Central Bank moving interest rates
With respect to the Monetary Policy: after his appointment the new governor of the Central Bank of Turkey (CBT) cut its interest rates by 250 bps from 10.75% to 8.25% through March-September period and kept its interest rates unchanged in October. However, during the meeting held in November the CBT made a 50bps rate hike which surprised the market – the move was stronger than what the market was looking for. Given the continuous depreciation of Turkish Lira, the action was very positive where the Central Bank also provided the message that it can hike its interest rates when it is needed. With this, the CBT sounded one notch more cautious on its inflation outlook where it referred mainly to recent TRY depreciation and gave a clear message that the next step in the simplification process will depend on the upcoming data.
Meanwhile, within the scope of medium term economic program, Turkey revised 2016 GDP (Gross domestic product) growth forecast to 3.2% from 4%. The government now expects inflation to end this year at 7.5% which might be the case should food prices continue to behave as planned.
It should be also noted that Fitch maintained the rating for now, but, it is scheduled to make its new assessment in the early months of 2017.
Comeback of tourism?
Another important topic for 2017 will be the tourism revenues. Tourism sector declined by 40% in 2016 which was due to a combination of terrorist attacks, worsening relations with Russia and the failed coup attempt which led Turkey to be less attractive for tourists. However, given the improved relations with Russia and absence of political turmoil unlike 2016; the market expects a pick up in the number of tourist arrivals.
Performance Istanbul Stock Exchange (12/2011 – 12/2016)
Equity valuations are getting more attractive
Looking at the equity market, Turkish equities are down by 15% year-to-date in US-Dollar terms underperforming Emerging stock markets by 23%. Meanwhile since the end of 3Q16, Turkish market is down by 18% in Dollar terms which implies an underperformance of 14% relative to Emerging markets pointing Turkey as the second-worst performer in the global Emerging Markets benchmark index (MSCI-EM) after Brazil.
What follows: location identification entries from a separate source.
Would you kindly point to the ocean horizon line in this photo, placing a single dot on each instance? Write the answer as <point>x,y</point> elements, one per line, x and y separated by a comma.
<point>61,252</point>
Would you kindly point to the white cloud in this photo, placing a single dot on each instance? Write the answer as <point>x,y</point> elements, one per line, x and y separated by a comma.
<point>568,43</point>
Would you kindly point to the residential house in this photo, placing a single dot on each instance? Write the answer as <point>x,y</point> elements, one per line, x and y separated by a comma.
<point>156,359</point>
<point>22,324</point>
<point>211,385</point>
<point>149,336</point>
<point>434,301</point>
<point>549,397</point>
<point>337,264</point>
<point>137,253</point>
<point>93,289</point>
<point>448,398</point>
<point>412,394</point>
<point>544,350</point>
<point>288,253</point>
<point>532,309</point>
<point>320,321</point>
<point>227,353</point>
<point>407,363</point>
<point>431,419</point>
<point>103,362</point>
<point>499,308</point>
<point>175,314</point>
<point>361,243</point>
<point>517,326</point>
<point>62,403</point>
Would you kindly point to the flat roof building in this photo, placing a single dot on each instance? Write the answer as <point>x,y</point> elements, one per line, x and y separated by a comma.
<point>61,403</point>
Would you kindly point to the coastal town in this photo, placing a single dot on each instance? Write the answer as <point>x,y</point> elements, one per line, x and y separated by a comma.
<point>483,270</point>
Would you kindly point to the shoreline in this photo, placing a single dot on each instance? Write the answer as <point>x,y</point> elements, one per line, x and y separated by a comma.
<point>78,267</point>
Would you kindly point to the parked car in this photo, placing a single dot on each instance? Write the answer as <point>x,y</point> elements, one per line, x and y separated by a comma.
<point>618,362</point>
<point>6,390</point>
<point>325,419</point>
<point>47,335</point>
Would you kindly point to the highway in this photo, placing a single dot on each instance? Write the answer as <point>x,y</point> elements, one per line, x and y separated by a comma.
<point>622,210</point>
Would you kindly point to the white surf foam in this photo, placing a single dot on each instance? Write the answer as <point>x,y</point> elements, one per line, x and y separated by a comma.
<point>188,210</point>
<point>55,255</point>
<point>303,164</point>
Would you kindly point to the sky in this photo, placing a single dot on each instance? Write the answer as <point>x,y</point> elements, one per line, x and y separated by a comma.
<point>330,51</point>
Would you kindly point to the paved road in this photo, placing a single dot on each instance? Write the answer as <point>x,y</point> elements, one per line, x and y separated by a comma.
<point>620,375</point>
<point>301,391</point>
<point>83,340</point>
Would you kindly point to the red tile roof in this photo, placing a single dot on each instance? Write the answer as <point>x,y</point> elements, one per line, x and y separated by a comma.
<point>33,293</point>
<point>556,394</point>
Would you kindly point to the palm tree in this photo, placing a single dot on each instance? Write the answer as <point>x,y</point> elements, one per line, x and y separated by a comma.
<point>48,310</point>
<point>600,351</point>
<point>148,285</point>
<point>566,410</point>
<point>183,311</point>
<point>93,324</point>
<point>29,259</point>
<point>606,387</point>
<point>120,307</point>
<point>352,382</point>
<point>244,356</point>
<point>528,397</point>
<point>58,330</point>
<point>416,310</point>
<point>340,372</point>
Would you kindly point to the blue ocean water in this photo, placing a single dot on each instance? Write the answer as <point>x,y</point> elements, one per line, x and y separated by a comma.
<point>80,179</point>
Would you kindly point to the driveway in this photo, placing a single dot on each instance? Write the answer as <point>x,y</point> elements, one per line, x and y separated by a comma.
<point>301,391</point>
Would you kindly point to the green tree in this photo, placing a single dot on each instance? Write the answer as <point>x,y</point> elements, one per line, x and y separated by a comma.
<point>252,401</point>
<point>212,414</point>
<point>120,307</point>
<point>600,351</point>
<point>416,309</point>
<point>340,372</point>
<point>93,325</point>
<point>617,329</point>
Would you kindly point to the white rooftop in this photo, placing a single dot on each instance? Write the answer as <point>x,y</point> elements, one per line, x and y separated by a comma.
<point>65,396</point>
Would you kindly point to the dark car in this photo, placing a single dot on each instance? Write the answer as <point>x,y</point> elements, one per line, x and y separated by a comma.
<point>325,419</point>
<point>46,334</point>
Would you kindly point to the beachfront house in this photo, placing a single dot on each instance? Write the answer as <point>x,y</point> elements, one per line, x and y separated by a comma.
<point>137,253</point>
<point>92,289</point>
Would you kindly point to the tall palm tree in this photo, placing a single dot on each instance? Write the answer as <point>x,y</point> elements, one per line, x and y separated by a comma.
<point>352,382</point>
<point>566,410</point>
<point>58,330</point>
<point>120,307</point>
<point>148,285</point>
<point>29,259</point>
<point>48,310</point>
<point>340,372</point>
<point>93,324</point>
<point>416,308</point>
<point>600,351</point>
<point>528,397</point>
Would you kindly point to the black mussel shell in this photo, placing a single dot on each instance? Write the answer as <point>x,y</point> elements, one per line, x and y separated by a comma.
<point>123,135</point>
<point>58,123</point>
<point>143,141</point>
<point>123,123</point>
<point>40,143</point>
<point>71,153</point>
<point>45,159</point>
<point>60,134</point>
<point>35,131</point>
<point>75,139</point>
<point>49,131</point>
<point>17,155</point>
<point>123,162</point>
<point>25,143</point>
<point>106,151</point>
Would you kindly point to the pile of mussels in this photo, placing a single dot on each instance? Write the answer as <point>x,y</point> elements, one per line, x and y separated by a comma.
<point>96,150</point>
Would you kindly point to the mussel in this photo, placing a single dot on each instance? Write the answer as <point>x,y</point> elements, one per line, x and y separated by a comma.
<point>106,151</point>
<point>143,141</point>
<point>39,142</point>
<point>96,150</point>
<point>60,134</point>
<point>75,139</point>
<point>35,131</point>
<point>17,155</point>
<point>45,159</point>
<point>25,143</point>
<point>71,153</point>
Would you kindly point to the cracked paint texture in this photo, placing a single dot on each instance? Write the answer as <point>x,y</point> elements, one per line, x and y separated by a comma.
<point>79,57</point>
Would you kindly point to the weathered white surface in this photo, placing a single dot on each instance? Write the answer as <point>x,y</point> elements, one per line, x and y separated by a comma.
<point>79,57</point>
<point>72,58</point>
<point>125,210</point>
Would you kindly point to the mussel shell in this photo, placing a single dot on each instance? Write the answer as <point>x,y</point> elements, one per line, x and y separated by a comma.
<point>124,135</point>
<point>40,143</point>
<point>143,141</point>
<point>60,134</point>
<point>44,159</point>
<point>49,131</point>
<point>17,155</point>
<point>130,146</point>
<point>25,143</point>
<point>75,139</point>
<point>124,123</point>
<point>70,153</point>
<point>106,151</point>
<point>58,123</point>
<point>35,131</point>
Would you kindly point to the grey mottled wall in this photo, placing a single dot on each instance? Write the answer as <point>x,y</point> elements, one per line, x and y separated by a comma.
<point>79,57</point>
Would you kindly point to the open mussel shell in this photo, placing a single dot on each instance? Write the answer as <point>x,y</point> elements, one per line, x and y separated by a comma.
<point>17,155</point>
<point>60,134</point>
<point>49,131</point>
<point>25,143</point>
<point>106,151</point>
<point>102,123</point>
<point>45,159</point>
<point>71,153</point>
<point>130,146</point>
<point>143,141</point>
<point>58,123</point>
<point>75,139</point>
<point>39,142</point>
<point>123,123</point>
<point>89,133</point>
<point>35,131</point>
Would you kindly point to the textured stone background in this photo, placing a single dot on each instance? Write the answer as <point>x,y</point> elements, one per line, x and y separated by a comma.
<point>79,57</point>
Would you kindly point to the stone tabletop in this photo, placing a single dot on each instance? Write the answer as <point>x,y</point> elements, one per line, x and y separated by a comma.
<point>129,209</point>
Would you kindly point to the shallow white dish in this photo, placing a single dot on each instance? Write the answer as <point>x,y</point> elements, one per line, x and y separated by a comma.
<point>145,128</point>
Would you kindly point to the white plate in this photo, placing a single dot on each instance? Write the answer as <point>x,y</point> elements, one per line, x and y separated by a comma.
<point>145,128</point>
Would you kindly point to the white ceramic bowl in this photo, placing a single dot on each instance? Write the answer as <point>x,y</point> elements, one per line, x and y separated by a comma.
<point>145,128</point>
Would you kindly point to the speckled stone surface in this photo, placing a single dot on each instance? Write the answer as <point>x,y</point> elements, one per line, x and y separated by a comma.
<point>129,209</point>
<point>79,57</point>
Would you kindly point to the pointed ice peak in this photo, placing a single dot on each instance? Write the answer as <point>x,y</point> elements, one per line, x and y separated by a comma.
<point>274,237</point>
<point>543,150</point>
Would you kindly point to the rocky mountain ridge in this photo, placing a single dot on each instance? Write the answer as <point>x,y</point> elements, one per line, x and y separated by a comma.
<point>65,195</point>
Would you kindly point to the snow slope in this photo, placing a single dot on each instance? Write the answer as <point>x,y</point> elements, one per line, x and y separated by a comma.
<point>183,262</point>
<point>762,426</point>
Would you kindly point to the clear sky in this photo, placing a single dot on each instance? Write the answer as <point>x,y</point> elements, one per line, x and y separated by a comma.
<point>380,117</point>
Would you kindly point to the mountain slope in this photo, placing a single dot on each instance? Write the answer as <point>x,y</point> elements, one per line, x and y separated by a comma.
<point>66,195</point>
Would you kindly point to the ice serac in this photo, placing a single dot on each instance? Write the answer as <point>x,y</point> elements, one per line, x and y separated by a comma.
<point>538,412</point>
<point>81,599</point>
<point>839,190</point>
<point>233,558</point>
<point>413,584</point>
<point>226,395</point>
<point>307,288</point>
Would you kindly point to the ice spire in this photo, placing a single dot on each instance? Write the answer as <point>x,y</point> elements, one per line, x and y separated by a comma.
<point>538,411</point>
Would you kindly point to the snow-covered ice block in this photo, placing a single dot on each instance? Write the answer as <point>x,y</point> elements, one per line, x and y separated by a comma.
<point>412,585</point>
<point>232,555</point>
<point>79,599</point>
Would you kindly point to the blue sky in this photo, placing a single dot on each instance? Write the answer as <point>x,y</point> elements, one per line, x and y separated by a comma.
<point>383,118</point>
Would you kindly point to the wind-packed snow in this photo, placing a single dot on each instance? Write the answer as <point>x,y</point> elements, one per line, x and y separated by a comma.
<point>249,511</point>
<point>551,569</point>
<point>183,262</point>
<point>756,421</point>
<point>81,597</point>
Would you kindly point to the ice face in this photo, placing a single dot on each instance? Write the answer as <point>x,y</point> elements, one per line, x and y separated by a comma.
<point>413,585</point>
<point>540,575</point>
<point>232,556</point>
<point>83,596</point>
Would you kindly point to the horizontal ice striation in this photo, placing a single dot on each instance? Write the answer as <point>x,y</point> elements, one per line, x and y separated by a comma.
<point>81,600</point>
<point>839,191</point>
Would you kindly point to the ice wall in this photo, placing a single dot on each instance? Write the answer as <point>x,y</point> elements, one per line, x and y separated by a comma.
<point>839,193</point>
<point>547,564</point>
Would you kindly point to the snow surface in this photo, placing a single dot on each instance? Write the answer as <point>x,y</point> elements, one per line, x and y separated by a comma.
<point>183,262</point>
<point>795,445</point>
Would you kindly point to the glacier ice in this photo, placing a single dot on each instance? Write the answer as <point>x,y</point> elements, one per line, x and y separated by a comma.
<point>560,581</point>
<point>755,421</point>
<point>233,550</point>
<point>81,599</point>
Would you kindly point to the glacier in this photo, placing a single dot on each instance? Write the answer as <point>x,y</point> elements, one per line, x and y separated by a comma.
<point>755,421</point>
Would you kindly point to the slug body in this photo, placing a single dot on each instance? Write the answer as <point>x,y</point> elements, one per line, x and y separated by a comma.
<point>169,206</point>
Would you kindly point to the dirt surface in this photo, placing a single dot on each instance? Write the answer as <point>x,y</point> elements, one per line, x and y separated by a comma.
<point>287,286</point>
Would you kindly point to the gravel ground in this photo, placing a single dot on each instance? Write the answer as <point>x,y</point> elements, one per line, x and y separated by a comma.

The Turkish equity market now trades at 8x Price-to-Earnings (P/E-ratio), with plus 20% expected Earnings-per-share growth, which is significantly lower than the historical P/E-average of 10x. The banking sector on the other hand trades with 0.7x Price-to-Bookvalue with 14% Return-on-equity for 2016 (expected), which makes the sector attractive compared to its peers. More importantly – according to Bloomberg – consensus estimates a 7% increase in earnings-per-share for banks and a 30% boost in bottom line profits for industrials in 2017.
Turkey attractive for long term investors
All in all, after being dominated heavily by local politics, the Turkish market has now reached a turning point and considering the Earnings-per-share-growth and positive macro-economic growth outlook Turkey offers upside potential in the longer term – unless we see jittery on the political side. Turkey’s structural problems coupled with the global financial conditions may lead Turkey to grow less than its potential growth rate of 4.5%. The failed coup attempt and Moody’s rate cut decision has put additional pressure on Turkish assets in the short term. However, structural reforms and the easing of domestic politics will be much more important for Turkey’s growth prospects in the medium term. Considering the equity valuations, Turkey still trades at very attractive levels for longer term investors.